Schließ deine Beine, Kind. Du trägst einen Rock.
Beitrag zum Kreativ- und Schreibwettbewerb "Das ist mir was wert" von Sasha Young, 24 Jahre
„Schließ’ deine Beine, Kind. Du trägst einen Rock“, sagt Oma bestimmt.

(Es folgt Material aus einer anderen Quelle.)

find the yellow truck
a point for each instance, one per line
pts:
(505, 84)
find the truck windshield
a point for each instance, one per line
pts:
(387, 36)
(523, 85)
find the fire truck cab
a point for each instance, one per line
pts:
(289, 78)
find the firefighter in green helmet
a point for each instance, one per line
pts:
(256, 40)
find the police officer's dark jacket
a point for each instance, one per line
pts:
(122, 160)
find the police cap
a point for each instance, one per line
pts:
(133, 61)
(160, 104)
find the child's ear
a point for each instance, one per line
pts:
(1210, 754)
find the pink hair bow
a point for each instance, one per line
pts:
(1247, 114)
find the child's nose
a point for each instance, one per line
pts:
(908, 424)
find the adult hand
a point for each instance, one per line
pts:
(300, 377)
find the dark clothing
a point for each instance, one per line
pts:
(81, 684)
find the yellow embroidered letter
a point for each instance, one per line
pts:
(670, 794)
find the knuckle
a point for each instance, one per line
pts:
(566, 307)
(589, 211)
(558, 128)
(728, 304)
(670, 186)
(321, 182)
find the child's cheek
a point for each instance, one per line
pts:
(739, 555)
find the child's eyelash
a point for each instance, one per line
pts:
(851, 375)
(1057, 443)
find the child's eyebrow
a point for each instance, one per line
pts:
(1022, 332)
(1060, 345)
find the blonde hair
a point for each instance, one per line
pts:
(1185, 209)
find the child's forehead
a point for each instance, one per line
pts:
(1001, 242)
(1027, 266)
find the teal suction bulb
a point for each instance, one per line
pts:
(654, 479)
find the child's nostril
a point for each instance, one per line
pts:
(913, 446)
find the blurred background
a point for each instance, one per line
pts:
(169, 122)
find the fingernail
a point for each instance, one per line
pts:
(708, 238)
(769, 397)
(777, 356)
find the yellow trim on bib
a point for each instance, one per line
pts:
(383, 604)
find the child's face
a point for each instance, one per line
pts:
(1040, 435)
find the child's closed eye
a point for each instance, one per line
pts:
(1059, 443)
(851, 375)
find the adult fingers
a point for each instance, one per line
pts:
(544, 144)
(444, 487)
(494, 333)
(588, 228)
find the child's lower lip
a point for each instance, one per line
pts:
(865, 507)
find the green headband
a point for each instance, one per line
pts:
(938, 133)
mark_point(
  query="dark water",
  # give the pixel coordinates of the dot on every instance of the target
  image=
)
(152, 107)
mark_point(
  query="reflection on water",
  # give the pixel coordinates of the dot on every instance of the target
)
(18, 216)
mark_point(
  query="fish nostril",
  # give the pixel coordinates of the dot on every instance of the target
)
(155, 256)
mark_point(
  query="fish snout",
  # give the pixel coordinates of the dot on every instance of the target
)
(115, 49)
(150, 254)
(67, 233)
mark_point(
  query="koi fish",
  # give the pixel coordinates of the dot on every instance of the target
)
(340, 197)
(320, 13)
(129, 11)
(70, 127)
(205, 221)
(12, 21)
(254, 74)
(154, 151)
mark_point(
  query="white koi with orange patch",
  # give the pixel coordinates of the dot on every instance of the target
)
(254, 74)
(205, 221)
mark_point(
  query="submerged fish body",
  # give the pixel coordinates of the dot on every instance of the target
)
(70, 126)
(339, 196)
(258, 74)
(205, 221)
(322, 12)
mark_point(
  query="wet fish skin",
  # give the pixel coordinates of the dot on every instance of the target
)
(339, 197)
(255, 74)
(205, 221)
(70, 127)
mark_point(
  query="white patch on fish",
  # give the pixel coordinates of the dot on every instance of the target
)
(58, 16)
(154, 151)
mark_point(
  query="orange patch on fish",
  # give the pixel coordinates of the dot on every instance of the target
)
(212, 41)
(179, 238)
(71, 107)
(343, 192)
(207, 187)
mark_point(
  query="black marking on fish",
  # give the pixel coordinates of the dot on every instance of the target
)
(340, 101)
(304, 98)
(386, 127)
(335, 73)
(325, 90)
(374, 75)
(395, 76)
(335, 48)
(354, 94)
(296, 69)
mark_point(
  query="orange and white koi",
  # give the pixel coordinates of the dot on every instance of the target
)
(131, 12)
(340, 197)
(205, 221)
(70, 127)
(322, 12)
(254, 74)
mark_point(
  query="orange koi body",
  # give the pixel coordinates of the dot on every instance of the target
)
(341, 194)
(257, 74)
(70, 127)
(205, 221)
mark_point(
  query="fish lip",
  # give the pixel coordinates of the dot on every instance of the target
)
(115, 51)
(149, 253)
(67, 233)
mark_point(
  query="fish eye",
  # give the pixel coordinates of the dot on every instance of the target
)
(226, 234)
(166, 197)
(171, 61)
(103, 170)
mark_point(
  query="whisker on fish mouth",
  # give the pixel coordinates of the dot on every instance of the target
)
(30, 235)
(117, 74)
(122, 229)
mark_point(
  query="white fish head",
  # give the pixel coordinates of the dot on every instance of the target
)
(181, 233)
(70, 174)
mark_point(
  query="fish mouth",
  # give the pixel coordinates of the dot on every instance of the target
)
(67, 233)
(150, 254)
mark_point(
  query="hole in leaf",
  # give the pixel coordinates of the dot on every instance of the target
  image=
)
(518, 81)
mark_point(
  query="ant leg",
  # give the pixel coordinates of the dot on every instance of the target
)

Dieser Familienausflug war eine schlechte Idee, denke ich leise.
Ich sehe dich an.
Du lächelst nicht mehr.
„Bitte?“
„Das schickt sich nicht für eine Dame.“
Ich atme zischend aus.
„Ich bin keine Dame, Oma.“
Ein Lachen schlüpft aus deinem Mund.
Du siehst Oma an.
„Wo sie Recht hat“, sagst du.
„Laurenz, du solltest deine Schwester in ihrem undamenhaften Verhalten nicht auch noch unterstützen.“
Ich mache meine Ohren zu.
Das geht mir nun wirklich zu weit.
Das Letzte, was ich höre, ist, wie du sagst: „Jetzt mach‘ aber mal halblang Oma.
Nur, weil sie eine Frau ist.“
Dann denke ich mich weg.
Ich liebe unsere Oma ja wirklich.
Ehrlich.
So wie ein Mädchen eben die eigene Oma liebt.
Ihre konservativen Ansichten und Äußerungen liebe ich eben eher nicht.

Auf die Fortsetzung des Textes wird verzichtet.